Now if I compile and export, my meta-data file looks exactly the same as the previous method (out-of-the-box with powershell)!

Feel free to try out my DataPort Formatter here.

Adding Geolocation to my Json Import

My initial import just mapped the facility ID into the expanded record number property and the name into the title.  I can see from the Json response that there is a "latlng" property I can import.  It has two real numbers separated by a comma.  If I map that to the GPS Location field within Content Manager, I get this error message:

Details: Setting property failed. Item Index: 295, Property Caption: 'GPS Location', Value: 27.769625, -82.767725    Exception message: You have not entered a correct geographic location.
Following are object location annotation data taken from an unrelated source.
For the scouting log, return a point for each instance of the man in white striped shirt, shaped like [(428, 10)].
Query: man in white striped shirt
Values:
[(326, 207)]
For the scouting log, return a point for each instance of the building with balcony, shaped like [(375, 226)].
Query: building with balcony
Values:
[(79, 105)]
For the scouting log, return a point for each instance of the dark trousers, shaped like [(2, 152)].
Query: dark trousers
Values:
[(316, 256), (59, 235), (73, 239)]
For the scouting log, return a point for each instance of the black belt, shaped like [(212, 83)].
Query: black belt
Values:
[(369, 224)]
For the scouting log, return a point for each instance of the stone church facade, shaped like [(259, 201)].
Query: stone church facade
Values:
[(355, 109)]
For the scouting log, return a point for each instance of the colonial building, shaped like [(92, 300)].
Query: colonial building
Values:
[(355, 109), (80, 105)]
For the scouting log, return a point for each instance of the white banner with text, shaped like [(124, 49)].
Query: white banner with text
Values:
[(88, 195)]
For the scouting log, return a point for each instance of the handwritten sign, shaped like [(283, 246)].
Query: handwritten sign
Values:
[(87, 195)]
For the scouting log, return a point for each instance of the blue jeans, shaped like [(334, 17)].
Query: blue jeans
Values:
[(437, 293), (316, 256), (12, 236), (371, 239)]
Try POINT(-122.15437906 37.443134073) or use the map interface to mark a point.

Funny how DataPort is so demanding with regards to import formats.  Even funnier that it gives you no capability to transform data during "port".  I'll need to add some features into my Json import data formatter: add value prefix, suffix, and a geolocation converter feature to each property.  

I'll use the prefix in record numbers moving forward (everyone does that).  I'll use suffixes possibly in record numbers, but more likely on record titles (inserting a name, facility, region, etc, in title).  I'll use a dodgy static mapping for the geolocation converter (whatever gets my current data into the POINT structure).

2017-10-13_19-49-48.png

Now when I import from this json source I'll have additional record number protections and an importable geolocation.  Also notice that I'm exposing two properties to Content Manager: name and title.  Both of these point to the "name1" property of the original source.  Since DataPort only allows you to match one column to one source, you cannot re-use an import source property.  In my example I want to push a copy of the original value into a second additional field.  Having this flexibility gives me just what I need.

Using Xsd to Dynamically change DataPort during install

This post will lead to code which can manipulate the list of available source format in Content Manager's DataPort.  The code is executed as the last action within an installer project for a new data provider.  It loads an Xml document representing the user's list of sources and then either adds to the list or updates existing entries.  During uninstall it will remove only the newly installed source.

What I needed to accomplish this:

  • Microsoft Visual Studio 2017
  • .Net Framework 4.5.2
  • WiX Toolset v3
  • HPE Content Manager 9.1

The user's list of available DataPort sources is located off the roaming user profile.  Within it exists one node typed "ArrayofDataFormatterDefinition".  That, in turn, contains one or more DataFormatterDefinition children.  

2017-09-24_6-30-50.png

The goals include: add, update, or remove items from this configuration file.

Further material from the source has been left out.